The first and/or the second fluid may for example contain or constitute a biologically active product, a cosmetic product, an edible product, a lubricant product, a sanitary or phytosanitary product, a coating product or a surface treatment product. In this case, the emulsion which is created from the two fluids contains, or itself constitutes, a biologically active product, a cosmetic product (e.g. skin care, hair care or make up), an edible product, or a lubricant product, or a combination of these products.

The biologically active product can be selected, for example, from amongst vitamins, hormones, proteins, antiseptics, drugs, polysaccharides, peptides, polypeptides and oligopeptides, proteoglycans, nucleic acids, lipids, etc., and any combination of these products.

The cosmetic product can for example be a product for the skin (hands, face, feet, etc.) or the lips, a foundation, a preparation for baths and showers, a hair care product, a shaving product, or a sun product, etc.

The edible product, which can be consumed by a human being or an animal may for example be a food oil (olive oil, sesame oil, sunflower oil, etc.), a juice or a purée of vegetables or fruits, a food additive or dietary supplement, etc.

In certain embodiments, the drops of the dispersed phase are spherical or spheroidal (i.e. substantially spherical) with a mean diameter (i.e. a mean diameter in number) greater than 0.1 mm, in particular greater than 0.5 mm.

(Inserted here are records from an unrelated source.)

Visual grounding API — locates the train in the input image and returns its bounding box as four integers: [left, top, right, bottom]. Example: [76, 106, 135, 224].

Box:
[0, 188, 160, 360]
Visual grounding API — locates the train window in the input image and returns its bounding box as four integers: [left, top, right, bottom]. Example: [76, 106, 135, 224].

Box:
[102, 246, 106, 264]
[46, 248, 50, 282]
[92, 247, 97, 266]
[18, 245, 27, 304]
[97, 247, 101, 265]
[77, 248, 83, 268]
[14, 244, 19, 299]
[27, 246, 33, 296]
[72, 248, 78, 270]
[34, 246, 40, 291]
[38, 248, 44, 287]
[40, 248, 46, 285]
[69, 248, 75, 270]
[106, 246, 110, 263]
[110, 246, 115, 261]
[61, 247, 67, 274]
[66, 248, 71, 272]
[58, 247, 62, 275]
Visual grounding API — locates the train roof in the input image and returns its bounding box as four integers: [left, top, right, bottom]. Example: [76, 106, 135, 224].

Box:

The drops may also have a different form (i.e. non-spherical) with a volume greater than that of a sphere having a diameter of 0.1 mm, in particular with a volume greater than that of a sphere having a diameter of 0.5 mm. In contrast with the known methods, even for drops of this size, the method proposed makes it possible to obtain a low level of poly-dispersity.

In the present invention, “mono-dispersed emulsion” means an emulsion with a population of drops which has a distribution of sizes, i.e. diameters, which is substantially regular. On the other hand, if the distribution of the drop sizes is not regular, the emulsion is said to be poly-dispersed. A mono-dispersed emulsion has a low level of poly-dispersity.

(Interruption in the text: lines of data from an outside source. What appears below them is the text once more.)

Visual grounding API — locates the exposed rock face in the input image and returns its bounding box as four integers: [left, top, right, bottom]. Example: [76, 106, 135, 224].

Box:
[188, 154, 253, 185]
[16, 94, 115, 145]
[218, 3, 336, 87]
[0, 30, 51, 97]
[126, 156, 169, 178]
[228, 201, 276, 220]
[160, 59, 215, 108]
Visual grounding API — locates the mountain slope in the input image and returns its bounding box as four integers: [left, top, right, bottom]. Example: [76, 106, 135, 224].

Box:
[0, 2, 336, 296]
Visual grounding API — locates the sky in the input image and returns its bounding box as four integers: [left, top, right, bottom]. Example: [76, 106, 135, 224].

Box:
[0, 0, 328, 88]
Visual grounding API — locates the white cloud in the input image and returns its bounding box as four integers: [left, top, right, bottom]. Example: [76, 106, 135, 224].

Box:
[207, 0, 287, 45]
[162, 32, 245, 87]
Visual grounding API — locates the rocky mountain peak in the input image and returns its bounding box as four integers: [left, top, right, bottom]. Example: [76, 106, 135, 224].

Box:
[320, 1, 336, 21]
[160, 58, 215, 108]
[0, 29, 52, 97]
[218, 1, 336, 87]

In particular, if the drops produced are spherical, it is possible to use the coefficient of variation Cv which reflects the distribution of the diameters of the drops in order to evaluate the mono-dispersity. The diameter Di of a drop is for example measured by analysis of a photograph of a batch constituted by N drops, by an image processing software. Typically, according to this method, the diameter Di is measured in pixels, then added in μm, according to the size of the container containing the emulsion. Preferably, the value of N is selected to be 30 or more, such that this analysis reflects statistically significantly the distribution of the diameters of the drops of the emulsion. Once the diameters Di have been measured, there is calculation of the mean diameter (i.e. the mean diameter in number) D by calculating the arithmetical mean of the diameters Di.

$\begin{matrix} D = \frac{1}{N} \sum_{i = 1}^{N} Di & [Math 1] \end{matrix}$

On the basis of the diameters Di and the mean diameter D, it is possible to calculate the standard deviation a of the diameters of the drops.

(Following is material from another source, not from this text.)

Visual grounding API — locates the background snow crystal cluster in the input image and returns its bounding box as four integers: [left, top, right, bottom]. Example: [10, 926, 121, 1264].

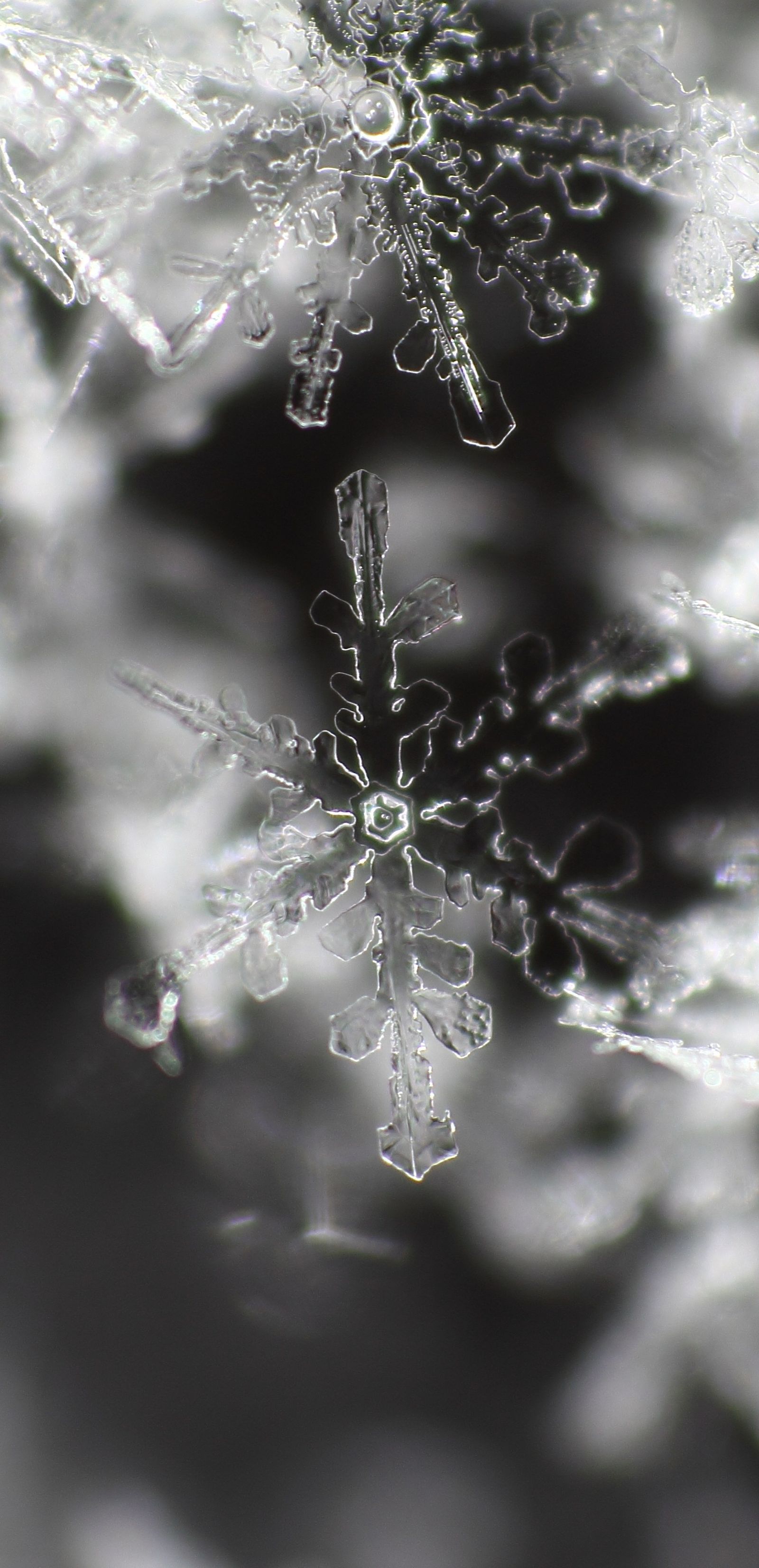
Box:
[0, 0, 759, 1568]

$\begin{matrix} σ = \sqrt{\frac{\sum_{i = 1}^{N} {(Di - D)}^{2}}{N}} & [Math 2] \end{matrix}$

The standard deviation a reflects the distribution of the diameters Di of the drops around the mean diameter D. 95% of the population of drops is found in the interval of diameters [D−2σ; D+2σ] and 68% of the population is found in the interval [D−σ; D+σ].

In order to characterize the level of poly-dispersity of the emulsion, it is possible to calculate the coefficient of variation Cv which reflects the distribution of the diameters of the drops according to the mean diameter thereof.

$\begin{matrix} Cv = \frac{σ}{D} & [Math 3] \end{matrix}$

It is considered that an emulsion is mono-dispersed, i.e. that it has a low level of poly-dispersity, when Cv is lower than 50%, preferably lower than 20%, and even better lower than 10%.

In certain embodiments, the drops of the dispersed phase are spherical or spheroidal (i.e. substantially spherical) with a mean diameter smaller than 30 mm, and in particular smaller than 10 mm. The drops can also have a different form (i.e. non-spherical) with a volume smaller than that of a sphere having a diameter of 30 mm, in particular with a volume smaller than that of a sphere having a diameter of 10 mm.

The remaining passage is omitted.